Aynı Kanun'un “Tebliğ yapılacak kimseler” başlıklı 94. maddesinin 1.fıkrasında, tebliğin, mükelleflere, bunların kanuni temsilcilerine, umumi vekillerine veya vergi cezası kesilenlere yapılacağı, 2. fıkrasında, tüzel kişilere yapılacak tebliğin, bunların başkan, müdür veya kanuni temsilcilerine, tüzel kişiliği olmayan teşekküllerde idare edenlere veya temsilcilerine yapılacağı, tüzel kişilerin müteaddit müdür veya temsilcisi varsa tebliğin bunlardan birine yapılmasının yeterli olacağı, 2365 sayılı Kanun'un 18. maddesiyle eklenen 3. fıkrasında ise, kendisine tebligat yapılacak kimsenin bulunmaması halinde tebliğin, ikametgah adresinde bulunanlardan veya iş yerlerindeki memur ya da müstahdemlerden birine yapılacağı hükmüne yer verilmiştir.
HUKUKİ DEĞERLENDİRME:
Temyiz istemine konu edilen Vergi Dava Dairesi kararının; dava konusu ... tarih ve ... takip numaralı ödeme emrine ilişkin hüküm fıkrası aynı hukuksal nedenler ve gerekçeyle Dairemizce de uygun bulunmuştur.
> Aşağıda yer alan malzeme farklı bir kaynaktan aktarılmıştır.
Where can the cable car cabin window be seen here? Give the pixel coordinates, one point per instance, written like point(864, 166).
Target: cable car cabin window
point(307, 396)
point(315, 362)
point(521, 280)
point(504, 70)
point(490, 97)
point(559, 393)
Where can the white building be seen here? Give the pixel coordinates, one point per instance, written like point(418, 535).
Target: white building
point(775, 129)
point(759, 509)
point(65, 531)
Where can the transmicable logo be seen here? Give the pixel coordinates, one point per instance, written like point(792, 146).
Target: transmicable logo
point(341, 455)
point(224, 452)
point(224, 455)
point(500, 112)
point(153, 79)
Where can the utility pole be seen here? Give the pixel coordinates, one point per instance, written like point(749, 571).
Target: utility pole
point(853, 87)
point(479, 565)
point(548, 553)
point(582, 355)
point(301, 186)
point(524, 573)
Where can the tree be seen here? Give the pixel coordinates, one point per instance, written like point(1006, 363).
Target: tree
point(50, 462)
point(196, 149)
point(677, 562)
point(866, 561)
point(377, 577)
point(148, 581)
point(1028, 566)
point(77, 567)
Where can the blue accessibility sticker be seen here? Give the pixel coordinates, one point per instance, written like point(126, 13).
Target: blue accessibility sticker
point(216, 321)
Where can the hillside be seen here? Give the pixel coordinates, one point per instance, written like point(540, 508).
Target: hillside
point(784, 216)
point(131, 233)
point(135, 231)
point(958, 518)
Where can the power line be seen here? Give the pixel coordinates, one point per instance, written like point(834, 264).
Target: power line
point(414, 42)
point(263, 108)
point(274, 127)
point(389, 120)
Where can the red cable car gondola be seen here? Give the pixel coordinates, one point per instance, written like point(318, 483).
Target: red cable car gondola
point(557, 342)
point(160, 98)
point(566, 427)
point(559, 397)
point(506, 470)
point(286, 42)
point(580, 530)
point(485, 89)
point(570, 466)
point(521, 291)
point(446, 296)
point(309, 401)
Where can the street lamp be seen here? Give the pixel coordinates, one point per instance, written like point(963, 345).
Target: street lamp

Tebliğ, hukuki bir işlemden ilgili kimsenin haber almasını sağlamak için, yetkili makamın kanuni şekilde yazı veya ilan ile yapacağı bilgilendirme işlemi olup amaç, ilgilinin yasal haklarını kullanabilmesine imkan tanımaktır. Bu nedenle, 2365 sayılı Kanun'la 3. fıkra eklenmeden önceki 94.madde düzenlemesinde, sadece dava açabilecek kişiler, adına tebligat yapılacak kişiler kapsamında sayılmıştır. Değişiklik öncesi 94. madde hükmü genel bir düzenleme gibi görünmekle beraber, muhatabın kendisine ya da onun adına dava açma konusunda yetkili ve görevli kimselere yer veren birinci fıkra hükmünün gerçek kişilere yönelik olduğu; ikinci fıkranın ise tüzel kişiler adına dava açabilecek dolayısıyla tebligat yapılabilecek kimseleri düzenlediği sonucuna varılmaktadır.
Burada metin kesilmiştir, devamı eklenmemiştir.